# Another Orlando resort scam by a homeless guy.



## chriskre (Jul 5, 2012)

Another hotel scam to be aware of. 
So it appears that the homeless are getting creative in Orlando.  
Homeless no more. 
He's got his 3 squares and a bed for a long while now.  

http://www.freep.com/article/201207...-arrest?odyssey=mod|newswell|text|FRONTPAGE|s


----------



## ada903 (Jul 7, 2012)

Hillarious.  How on Earth did he sneak into the rooms after the guest checked out?  How did he know the guest's name?


----------



## chriskre (Jul 8, 2012)

ada903 said:


> Hillarious.  How on Earth did he sneak into the rooms after the guest checked out?  How did he know the guest's name?



I have no idea but you gotta admit he is pretty resourceful.


----------



## ampaholic (Jul 9, 2012)

ada903 said:


> Hillarious.  How on Earth did he sneak into the rooms after the guest checked out?  How did he know the guest's name?
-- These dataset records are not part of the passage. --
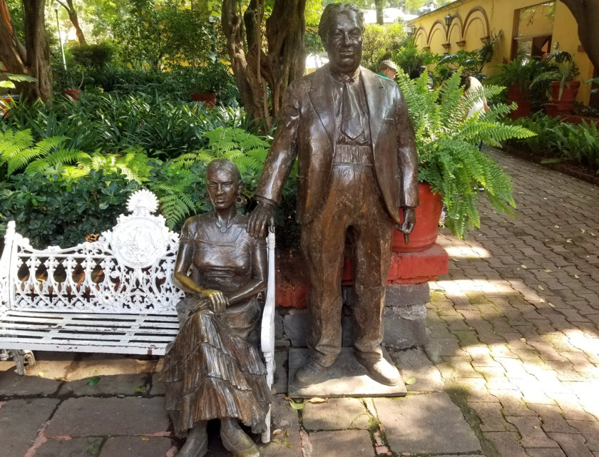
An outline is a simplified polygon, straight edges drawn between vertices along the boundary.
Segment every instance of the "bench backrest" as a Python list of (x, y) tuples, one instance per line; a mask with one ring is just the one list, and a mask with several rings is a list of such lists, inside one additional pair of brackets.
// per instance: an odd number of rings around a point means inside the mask
[(34, 249), (9, 222), (0, 260), (0, 299), (10, 309), (176, 315), (184, 292), (173, 283), (179, 235), (158, 210), (156, 197), (138, 190), (130, 214), (98, 241), (61, 249)]

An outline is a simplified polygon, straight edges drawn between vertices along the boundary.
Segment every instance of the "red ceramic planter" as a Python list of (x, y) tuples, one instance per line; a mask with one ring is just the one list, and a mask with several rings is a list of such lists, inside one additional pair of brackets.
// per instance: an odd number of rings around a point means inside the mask
[(434, 194), (428, 183), (418, 186), (420, 205), (416, 208), (416, 225), (409, 236), (409, 244), (404, 241), (404, 234), (398, 230), (393, 233), (394, 252), (416, 252), (432, 246), (439, 235), (439, 220), (443, 202), (439, 193)]
[(193, 101), (200, 101), (205, 103), (208, 106), (215, 106), (216, 105), (215, 93), (192, 93), (191, 99)]

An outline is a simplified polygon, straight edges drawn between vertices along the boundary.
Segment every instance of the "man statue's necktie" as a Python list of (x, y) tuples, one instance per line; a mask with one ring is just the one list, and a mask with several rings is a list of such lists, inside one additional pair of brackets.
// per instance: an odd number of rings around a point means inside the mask
[(341, 131), (352, 140), (362, 133), (360, 108), (356, 94), (349, 89), (349, 83), (343, 83), (343, 101), (342, 105)]

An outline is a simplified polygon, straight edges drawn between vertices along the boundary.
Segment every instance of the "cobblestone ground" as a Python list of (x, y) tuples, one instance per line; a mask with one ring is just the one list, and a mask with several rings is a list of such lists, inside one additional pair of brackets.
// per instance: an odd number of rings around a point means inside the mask
[(486, 450), (599, 456), (599, 189), (486, 152), (516, 218), (483, 206), (481, 230), (439, 237), (449, 273), (431, 283), (426, 353)]

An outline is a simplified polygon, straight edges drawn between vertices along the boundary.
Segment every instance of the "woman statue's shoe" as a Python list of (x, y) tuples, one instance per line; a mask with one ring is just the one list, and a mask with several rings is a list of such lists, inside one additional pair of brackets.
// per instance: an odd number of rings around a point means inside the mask
[(190, 431), (183, 447), (175, 457), (204, 457), (208, 451), (206, 421), (196, 422)]
[(241, 429), (237, 419), (220, 420), (220, 438), (222, 445), (234, 457), (260, 457), (258, 446)]

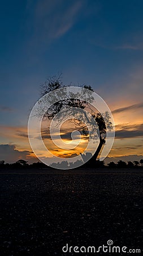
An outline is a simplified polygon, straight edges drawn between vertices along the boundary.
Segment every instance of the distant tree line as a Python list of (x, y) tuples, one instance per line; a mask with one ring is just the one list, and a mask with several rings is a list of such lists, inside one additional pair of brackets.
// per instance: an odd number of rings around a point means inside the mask
[[(57, 165), (58, 164), (58, 165)], [(67, 161), (63, 161), (60, 163), (54, 163), (50, 167), (48, 167), (46, 164), (40, 162), (37, 163), (33, 163), (31, 164), (28, 163), (28, 161), (25, 161), (23, 159), (19, 159), (14, 163), (5, 163), (3, 160), (0, 161), (0, 169), (41, 169), (47, 168), (51, 167), (57, 167), (60, 166), (62, 167), (66, 167), (68, 164)], [(74, 167), (74, 163), (70, 163), (71, 167)], [(94, 159), (90, 159), (84, 165), (81, 166), (81, 168), (142, 168), (143, 167), (143, 159), (141, 159), (140, 161), (128, 161), (126, 163), (124, 161), (120, 160), (116, 163), (114, 162), (111, 162), (107, 164), (107, 166), (105, 166), (104, 161), (99, 161), (99, 160), (94, 161)]]

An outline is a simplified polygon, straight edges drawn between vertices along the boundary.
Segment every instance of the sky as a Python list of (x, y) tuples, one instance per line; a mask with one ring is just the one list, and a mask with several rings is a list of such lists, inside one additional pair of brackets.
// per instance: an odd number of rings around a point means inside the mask
[(40, 84), (59, 73), (108, 104), (116, 129), (110, 159), (143, 158), (142, 9), (142, 0), (1, 1), (1, 159), (35, 160), (28, 117)]

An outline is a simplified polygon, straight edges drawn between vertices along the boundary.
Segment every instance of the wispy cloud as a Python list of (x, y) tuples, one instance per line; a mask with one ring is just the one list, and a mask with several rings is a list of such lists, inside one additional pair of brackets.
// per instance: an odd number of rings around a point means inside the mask
[(116, 126), (116, 138), (141, 137), (143, 136), (143, 123), (137, 125), (123, 124)]
[(14, 109), (6, 106), (0, 106), (1, 112), (12, 112)]
[(49, 42), (63, 35), (76, 22), (84, 3), (84, 0), (38, 0), (29, 4), (37, 40)]
[(30, 151), (19, 151), (16, 148), (15, 145), (1, 144), (0, 155), (1, 159), (3, 159), (6, 163), (13, 163), (20, 159), (24, 160), (35, 160), (34, 154)]
[(119, 109), (115, 109), (114, 110), (113, 110), (112, 112), (112, 113), (113, 114), (115, 114), (115, 113), (117, 113), (123, 112), (124, 111), (131, 110), (131, 109), (136, 110), (136, 109), (140, 109), (141, 108), (143, 108), (143, 103), (139, 103), (137, 104), (133, 104), (133, 105), (131, 105), (130, 106), (127, 106), (126, 107), (120, 108)]
[(141, 51), (143, 49), (143, 45), (132, 45), (132, 44), (123, 44), (122, 46), (116, 46), (114, 47), (115, 49), (129, 49), (134, 51)]

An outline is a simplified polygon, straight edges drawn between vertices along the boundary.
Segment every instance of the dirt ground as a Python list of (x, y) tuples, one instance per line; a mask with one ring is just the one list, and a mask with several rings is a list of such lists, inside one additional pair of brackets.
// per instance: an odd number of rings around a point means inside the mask
[(143, 255), (143, 170), (1, 170), (1, 255), (63, 253), (107, 245)]

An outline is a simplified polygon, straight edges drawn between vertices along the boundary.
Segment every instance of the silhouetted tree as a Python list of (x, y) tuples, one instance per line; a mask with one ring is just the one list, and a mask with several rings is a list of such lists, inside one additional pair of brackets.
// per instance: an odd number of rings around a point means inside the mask
[[(60, 76), (57, 77), (56, 76), (50, 77), (47, 79), (47, 80), (41, 85), (41, 96), (44, 96), (50, 92), (52, 92), (53, 90), (60, 89), (61, 88), (65, 88), (65, 93), (66, 93), (66, 86), (63, 85), (60, 81)], [(88, 109), (89, 112), (90, 112), (92, 118), (93, 118), (97, 124), (98, 127), (98, 137), (99, 138), (99, 143), (97, 150), (93, 156), (94, 160), (97, 159), (97, 158), (101, 150), (102, 147), (105, 144), (106, 142), (106, 131), (107, 129), (109, 130), (112, 129), (112, 124), (110, 121), (110, 117), (108, 112), (105, 113), (96, 113), (91, 108), (90, 103), (92, 103), (93, 101), (93, 98), (92, 96), (92, 93), (93, 92), (93, 89), (90, 85), (84, 85), (84, 88), (85, 89), (88, 89), (90, 91), (90, 94), (88, 93), (87, 95), (85, 96), (85, 101), (81, 101), (78, 98), (73, 98), (70, 96), (66, 98), (65, 100), (59, 100), (56, 103), (53, 104), (51, 107), (50, 107), (47, 111), (45, 112), (44, 115), (44, 118), (47, 120), (51, 120), (54, 117), (62, 110), (64, 110), (65, 115), (68, 114), (68, 111), (71, 108), (79, 108), (81, 110), (84, 110), (86, 109)], [(73, 95), (74, 96), (74, 95)], [(75, 94), (76, 96), (76, 94)], [(57, 99), (58, 97), (57, 97)], [(86, 99), (87, 101), (86, 101)], [(48, 98), (47, 98), (48, 100)], [(92, 122), (89, 119), (89, 117), (87, 117), (86, 112), (83, 112), (83, 114), (85, 115), (85, 119), (88, 119), (89, 122), (92, 125)], [(39, 113), (37, 113), (38, 115)], [(106, 124), (105, 123), (104, 117), (106, 117)], [(59, 115), (59, 118), (60, 119), (60, 116)], [(63, 118), (63, 117), (62, 117)], [(92, 118), (91, 118), (92, 119)], [(59, 120), (60, 121), (60, 120)], [(79, 131), (81, 131), (83, 134), (85, 136), (88, 136), (89, 135), (89, 131), (87, 126), (83, 122), (77, 118), (75, 118), (74, 124), (76, 127), (78, 127)], [(93, 129), (94, 134), (96, 134), (96, 127)]]
[(133, 161), (133, 163), (135, 163), (136, 167), (137, 167), (140, 164), (140, 163), (138, 161)]
[(143, 166), (143, 159), (140, 160), (140, 164), (141, 164), (141, 166)]
[(131, 161), (128, 161), (127, 164), (128, 168), (133, 168), (134, 167), (134, 164)]
[(27, 164), (28, 161), (25, 161), (25, 160), (23, 160), (23, 159), (19, 159), (16, 162), (16, 163), (18, 164), (21, 165), (23, 167), (25, 167), (25, 166), (28, 166), (28, 164)]

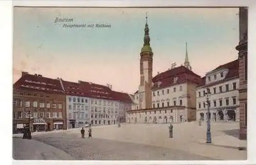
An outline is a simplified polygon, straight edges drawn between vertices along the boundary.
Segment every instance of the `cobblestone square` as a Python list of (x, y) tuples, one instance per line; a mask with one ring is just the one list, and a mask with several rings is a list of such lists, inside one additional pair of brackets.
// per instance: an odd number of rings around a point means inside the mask
[[(15, 159), (244, 160), (238, 150), (238, 123), (212, 125), (212, 144), (205, 143), (204, 123), (122, 124), (93, 127), (93, 138), (80, 138), (78, 128), (33, 134), (32, 140), (13, 138)], [(26, 149), (26, 150), (25, 150)]]

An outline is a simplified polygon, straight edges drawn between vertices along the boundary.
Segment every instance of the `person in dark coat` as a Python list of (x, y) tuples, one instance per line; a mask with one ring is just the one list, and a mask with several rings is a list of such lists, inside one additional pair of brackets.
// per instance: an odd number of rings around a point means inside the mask
[(92, 129), (91, 128), (89, 128), (89, 130), (88, 130), (88, 133), (89, 133), (89, 136), (88, 137), (92, 137)]
[(83, 129), (83, 127), (82, 127), (82, 129), (81, 130), (81, 134), (82, 135), (82, 138), (84, 138), (84, 130)]

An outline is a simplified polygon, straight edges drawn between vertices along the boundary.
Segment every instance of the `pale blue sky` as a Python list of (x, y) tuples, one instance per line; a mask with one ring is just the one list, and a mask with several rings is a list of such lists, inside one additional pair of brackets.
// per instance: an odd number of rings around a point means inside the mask
[[(237, 8), (44, 8), (14, 9), (14, 81), (22, 70), (105, 85), (132, 93), (139, 84), (139, 54), (148, 12), (153, 76), (184, 62), (206, 72), (236, 59)], [(63, 28), (56, 17), (111, 28)]]

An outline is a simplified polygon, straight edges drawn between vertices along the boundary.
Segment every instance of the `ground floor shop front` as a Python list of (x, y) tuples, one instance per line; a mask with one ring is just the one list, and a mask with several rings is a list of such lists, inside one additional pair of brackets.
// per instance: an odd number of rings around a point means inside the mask
[[(197, 111), (197, 120), (204, 121), (208, 119), (206, 109)], [(239, 107), (229, 107), (210, 109), (209, 114), (210, 120), (213, 122), (239, 121)]]
[(126, 121), (129, 123), (153, 124), (186, 122), (191, 119), (190, 110), (196, 113), (195, 110), (184, 106), (130, 110), (127, 111)]
[(23, 119), (13, 121), (13, 133), (22, 133), (25, 125), (29, 124), (30, 131), (49, 131), (58, 129), (65, 129), (65, 123), (61, 119)]

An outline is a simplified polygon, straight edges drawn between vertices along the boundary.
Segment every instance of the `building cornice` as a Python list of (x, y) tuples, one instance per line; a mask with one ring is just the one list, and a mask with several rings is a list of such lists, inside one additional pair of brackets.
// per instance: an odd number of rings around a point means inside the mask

Might have chatted him up at the bar or pool. Loose lips sink ships.


----------



## spencersmama (Jul 9, 2012)

He must be a homeless man with high-quality tastes to rack up that much money on the bill!


----------



## Bourne (Jul 9, 2012)

The tastes that made him homeless in the first place..


----------



## gnorth16 (Jul 9, 2012)

Not the "typical" scam I was expecting to read.  

For grand theft, I think his next TS stay will be a *very* small studio shared with someone with similar interests.  Definitely more than one week!


----------



## ada903 (Jul 9, 2012)

He should be locked up in one of these:

http://www.tugbbs.com/forums/showthread.php?t=5838


----------



## Maple_Leaf (Jul 10, 2012)

*I heard about this from someone else*

I was talking to a friend Saturday night about this scam.  He said he was told this as well by a hitchhiker he picked up years ago.  Any hotel door that doesn't automatically lock when closed will most likely be unlocked after checkout.  People just don't make the effort to secure the room when they leave.


----------